No one I know takes standardized tests for a living. So, why are we using standardized tests to see if you’re going to be good when we don’t have standardized tests after you take them?
…It’s infected the entire ecosystem of education.
If we can get parents and kids and teachers and administration to talk about it…then change will start to happen.
This is a powerful quote for me to see today, as I’m heading off to a district curriculum meeting (a parent “advisory” committee, where, honestly, parent input is sought because they legally have to. I don’t think it makes one whit of difference, but if I don’t participate, I don’t get a voice.)
Tonight, we’re reviewing proposed Advanced Placement courses. I will likely be skewered when I say that I disagree with this approach. I don’t like AP classes because – and this is fully acknowledged – they are teaching to a test. AP classes give a set curriculum to schools that cannot be changed. AP classes are a mile wide and a centimeter deep. As a professional historian, I have worked against courses like this my entire professional life because students take these broad history survey courses and don’t like them.
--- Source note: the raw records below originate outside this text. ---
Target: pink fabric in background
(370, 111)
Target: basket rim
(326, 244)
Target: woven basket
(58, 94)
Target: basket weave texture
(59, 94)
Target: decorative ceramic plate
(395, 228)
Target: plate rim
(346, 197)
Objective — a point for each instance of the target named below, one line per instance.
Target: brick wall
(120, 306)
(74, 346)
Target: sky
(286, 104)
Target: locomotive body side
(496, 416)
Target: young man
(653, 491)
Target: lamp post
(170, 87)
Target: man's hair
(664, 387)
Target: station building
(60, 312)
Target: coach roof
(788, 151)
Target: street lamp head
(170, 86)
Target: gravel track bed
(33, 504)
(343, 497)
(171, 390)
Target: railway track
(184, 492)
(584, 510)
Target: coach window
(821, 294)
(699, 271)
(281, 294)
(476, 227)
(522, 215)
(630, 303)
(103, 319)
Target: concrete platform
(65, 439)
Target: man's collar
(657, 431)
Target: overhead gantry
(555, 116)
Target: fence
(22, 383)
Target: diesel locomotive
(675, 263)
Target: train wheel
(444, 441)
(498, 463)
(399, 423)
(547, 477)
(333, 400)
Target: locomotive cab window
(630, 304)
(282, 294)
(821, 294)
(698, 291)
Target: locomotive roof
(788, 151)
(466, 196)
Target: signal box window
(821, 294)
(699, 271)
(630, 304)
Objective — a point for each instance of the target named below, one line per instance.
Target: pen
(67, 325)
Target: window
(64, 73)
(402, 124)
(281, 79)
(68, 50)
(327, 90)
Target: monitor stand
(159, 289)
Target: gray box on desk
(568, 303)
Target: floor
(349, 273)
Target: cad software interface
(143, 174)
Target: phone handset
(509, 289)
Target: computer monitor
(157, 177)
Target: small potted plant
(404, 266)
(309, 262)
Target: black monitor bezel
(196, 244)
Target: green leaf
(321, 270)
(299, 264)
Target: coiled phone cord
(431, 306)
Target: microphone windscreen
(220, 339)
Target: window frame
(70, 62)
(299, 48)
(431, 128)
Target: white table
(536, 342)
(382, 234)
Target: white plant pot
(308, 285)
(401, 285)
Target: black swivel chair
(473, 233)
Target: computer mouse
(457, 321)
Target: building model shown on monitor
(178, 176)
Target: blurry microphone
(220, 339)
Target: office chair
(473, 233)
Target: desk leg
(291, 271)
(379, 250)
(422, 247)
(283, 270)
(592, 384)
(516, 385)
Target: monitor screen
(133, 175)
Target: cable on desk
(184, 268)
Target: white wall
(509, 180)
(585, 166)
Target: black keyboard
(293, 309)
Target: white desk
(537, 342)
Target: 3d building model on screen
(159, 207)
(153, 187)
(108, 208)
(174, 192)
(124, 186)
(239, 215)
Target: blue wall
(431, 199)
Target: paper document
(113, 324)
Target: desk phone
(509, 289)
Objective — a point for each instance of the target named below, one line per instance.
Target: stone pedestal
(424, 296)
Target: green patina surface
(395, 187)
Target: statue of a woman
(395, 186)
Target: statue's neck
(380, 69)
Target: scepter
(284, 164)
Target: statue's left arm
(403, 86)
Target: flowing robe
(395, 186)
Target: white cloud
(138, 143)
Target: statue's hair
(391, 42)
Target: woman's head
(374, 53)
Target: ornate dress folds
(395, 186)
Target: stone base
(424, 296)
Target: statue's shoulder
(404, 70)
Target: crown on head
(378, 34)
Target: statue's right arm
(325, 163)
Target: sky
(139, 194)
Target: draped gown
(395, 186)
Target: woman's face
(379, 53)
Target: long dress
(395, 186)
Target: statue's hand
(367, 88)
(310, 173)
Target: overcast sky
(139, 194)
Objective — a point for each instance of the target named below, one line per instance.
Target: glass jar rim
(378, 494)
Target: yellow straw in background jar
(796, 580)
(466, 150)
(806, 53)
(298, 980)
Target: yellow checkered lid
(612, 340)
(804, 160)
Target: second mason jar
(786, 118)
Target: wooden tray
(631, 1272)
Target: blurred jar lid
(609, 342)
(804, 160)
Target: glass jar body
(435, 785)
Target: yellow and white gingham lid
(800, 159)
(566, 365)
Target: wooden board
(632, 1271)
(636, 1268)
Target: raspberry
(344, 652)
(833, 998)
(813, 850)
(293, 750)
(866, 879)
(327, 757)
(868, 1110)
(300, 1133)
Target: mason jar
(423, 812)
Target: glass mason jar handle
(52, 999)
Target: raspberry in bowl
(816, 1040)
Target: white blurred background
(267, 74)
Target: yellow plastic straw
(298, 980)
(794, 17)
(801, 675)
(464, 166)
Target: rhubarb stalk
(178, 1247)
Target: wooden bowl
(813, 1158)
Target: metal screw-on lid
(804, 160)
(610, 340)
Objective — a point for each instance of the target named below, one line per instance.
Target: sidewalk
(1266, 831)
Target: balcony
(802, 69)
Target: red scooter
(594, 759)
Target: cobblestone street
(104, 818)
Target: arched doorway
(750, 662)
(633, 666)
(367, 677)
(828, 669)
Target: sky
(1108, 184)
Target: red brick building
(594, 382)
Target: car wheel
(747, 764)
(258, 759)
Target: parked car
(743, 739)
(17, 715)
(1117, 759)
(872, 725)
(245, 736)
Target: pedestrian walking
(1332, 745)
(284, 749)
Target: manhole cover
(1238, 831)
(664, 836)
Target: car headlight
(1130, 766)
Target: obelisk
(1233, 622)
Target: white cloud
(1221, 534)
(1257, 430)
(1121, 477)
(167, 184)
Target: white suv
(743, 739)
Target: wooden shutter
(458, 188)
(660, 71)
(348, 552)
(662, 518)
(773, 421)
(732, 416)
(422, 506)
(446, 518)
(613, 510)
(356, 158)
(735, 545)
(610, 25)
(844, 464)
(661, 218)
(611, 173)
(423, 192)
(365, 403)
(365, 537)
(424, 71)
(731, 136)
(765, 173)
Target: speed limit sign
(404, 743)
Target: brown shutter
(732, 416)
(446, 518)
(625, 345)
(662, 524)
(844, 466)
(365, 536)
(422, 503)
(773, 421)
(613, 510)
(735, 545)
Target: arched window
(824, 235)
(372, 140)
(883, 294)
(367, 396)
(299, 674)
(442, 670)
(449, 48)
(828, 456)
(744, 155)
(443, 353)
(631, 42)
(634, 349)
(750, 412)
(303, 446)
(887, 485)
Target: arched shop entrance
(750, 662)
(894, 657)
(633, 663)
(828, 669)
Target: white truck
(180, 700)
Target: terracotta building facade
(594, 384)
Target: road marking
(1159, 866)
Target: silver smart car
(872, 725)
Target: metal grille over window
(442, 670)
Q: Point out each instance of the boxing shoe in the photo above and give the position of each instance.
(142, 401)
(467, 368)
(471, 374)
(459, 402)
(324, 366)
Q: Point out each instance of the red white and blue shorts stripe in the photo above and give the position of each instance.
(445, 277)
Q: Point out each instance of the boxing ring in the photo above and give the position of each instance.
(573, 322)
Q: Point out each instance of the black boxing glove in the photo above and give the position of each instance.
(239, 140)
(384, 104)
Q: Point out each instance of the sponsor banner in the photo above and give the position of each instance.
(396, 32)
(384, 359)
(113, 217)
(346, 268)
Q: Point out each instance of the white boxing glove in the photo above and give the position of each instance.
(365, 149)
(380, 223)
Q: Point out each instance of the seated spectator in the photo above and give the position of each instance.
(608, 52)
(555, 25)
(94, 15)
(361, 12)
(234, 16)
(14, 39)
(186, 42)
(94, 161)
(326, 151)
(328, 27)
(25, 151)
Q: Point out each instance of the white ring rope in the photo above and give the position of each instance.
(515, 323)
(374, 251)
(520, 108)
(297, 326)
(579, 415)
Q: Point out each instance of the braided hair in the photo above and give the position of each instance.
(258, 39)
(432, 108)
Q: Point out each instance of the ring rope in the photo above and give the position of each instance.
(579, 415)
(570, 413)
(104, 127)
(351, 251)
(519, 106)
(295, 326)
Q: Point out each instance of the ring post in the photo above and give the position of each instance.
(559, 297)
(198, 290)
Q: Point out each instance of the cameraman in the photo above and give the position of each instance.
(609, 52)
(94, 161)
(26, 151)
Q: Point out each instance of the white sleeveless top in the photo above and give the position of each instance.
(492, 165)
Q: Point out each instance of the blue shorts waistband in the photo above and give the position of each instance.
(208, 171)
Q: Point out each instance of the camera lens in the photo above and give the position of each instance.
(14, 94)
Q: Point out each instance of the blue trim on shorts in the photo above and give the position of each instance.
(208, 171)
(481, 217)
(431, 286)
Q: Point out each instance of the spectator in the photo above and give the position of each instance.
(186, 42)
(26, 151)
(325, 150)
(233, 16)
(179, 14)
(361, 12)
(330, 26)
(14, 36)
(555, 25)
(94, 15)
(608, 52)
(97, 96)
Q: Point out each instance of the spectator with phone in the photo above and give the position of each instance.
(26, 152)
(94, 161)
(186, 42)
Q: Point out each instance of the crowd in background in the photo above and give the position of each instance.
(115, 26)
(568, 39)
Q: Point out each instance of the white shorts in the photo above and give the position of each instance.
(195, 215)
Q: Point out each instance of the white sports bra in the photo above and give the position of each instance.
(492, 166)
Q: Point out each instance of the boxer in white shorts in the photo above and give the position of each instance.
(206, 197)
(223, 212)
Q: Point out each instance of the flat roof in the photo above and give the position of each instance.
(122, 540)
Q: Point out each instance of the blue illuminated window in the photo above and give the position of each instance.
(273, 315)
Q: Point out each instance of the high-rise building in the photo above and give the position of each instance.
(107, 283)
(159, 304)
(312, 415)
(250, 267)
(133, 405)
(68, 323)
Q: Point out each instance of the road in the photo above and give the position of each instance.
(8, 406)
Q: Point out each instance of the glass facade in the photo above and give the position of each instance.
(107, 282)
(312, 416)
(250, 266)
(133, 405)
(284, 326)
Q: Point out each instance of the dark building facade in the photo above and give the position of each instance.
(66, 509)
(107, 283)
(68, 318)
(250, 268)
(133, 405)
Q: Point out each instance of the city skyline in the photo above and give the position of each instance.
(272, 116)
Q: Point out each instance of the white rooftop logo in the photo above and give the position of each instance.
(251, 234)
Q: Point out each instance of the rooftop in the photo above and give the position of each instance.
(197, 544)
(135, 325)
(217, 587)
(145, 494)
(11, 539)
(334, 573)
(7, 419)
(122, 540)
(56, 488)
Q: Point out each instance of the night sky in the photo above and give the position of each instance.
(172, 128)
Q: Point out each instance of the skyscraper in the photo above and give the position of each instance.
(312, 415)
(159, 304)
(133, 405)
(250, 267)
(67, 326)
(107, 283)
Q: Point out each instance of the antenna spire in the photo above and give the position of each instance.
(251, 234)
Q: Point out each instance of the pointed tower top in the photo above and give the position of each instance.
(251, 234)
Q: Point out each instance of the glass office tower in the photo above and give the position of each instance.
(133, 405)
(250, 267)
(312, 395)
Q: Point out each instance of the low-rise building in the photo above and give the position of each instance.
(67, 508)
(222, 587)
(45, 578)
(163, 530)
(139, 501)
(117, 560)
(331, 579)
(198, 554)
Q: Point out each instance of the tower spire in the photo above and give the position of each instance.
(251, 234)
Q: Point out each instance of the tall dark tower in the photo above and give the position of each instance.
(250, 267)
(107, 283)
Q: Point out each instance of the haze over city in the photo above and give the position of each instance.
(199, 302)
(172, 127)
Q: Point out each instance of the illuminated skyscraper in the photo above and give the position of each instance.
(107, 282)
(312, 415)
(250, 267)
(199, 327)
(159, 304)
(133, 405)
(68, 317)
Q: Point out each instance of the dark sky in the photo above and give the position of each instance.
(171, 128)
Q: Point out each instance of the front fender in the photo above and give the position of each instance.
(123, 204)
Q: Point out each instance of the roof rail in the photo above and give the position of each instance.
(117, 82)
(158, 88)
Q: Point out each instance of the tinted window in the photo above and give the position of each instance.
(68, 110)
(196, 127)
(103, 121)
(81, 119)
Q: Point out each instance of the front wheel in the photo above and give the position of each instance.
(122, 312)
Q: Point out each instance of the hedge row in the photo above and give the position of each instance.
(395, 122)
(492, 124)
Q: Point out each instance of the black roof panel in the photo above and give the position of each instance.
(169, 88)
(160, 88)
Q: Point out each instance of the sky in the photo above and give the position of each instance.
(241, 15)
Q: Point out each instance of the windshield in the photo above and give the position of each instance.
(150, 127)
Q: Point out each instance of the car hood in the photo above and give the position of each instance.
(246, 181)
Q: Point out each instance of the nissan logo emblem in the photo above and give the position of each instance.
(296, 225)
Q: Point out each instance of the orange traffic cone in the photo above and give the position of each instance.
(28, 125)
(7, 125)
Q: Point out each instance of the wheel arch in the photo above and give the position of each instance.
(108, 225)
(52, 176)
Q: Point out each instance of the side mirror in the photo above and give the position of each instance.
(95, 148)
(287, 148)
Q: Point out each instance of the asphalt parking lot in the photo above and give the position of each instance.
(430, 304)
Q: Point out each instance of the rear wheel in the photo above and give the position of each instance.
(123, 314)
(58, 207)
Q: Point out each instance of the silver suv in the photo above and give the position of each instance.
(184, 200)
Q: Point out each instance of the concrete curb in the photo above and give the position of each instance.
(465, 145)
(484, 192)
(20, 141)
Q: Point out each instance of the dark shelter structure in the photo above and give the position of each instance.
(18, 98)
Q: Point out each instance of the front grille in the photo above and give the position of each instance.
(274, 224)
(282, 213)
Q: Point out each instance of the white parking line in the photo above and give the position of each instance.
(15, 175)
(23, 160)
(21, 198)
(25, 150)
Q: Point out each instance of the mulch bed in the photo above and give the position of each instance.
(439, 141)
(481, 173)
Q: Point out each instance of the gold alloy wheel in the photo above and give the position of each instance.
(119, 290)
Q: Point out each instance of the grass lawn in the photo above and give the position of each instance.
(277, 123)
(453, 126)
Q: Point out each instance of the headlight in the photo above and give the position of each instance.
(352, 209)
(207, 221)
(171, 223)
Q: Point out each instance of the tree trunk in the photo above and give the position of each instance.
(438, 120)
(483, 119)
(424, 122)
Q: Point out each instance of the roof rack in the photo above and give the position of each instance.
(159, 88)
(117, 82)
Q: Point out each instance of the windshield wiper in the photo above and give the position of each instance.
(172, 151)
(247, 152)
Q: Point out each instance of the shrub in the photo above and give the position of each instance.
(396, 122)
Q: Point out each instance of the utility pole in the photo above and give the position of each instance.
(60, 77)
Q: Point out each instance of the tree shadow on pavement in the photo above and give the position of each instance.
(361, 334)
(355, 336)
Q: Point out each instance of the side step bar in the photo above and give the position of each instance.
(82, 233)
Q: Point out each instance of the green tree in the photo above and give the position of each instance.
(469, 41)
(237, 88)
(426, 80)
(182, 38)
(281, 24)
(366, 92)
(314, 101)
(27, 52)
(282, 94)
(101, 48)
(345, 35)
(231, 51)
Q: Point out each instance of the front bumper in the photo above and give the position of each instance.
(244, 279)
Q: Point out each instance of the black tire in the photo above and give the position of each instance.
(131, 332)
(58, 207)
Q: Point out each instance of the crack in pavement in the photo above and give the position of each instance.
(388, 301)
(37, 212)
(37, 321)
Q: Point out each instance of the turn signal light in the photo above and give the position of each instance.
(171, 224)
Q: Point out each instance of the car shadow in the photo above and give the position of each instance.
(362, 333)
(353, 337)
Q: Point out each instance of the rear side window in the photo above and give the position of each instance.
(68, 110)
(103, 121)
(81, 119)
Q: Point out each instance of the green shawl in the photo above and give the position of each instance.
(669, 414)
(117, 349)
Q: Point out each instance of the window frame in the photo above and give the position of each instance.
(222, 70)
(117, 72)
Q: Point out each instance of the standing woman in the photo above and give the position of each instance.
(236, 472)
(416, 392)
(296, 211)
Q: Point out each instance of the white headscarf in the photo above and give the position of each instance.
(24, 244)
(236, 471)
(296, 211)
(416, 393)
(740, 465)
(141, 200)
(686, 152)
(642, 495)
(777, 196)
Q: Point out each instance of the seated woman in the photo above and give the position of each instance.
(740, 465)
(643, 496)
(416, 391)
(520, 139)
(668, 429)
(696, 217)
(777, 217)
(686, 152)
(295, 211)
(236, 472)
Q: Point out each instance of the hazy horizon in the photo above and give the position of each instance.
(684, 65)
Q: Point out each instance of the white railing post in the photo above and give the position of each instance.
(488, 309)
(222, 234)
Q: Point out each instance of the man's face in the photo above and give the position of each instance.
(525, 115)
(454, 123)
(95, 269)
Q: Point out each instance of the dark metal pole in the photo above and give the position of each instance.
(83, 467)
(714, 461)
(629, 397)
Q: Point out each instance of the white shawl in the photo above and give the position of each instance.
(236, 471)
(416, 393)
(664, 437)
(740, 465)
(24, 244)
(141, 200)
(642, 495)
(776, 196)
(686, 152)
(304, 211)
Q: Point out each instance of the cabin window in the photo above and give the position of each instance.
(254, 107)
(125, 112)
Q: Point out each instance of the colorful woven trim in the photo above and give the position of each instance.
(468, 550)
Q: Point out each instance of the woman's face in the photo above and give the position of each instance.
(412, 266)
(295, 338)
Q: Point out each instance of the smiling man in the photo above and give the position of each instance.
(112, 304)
Thus, they think they don’t like history.
OK, that’s a blog for another post. This one is about standardized testing.
I’m an excellent test taker. Give me a standardized test about anything – nuclear physics, calculus, English literature, whatever. I could take it and probably do pretty welll. Do I know anything about the subject? Nope. But I can take tests.
I love this quote from Seth Godin. Check out the entire video posted in a blog by Josh Gans, “Learning Should Fit the Child.” (As Gans acknowledges, the video is by Ericsson and is a little bit marketing, but hey, it still has excellent content.) The video is worth your 20 minutes.
The blog post is worth your time, too. Memorizing isn’t useful. Learning how to find the information is useful.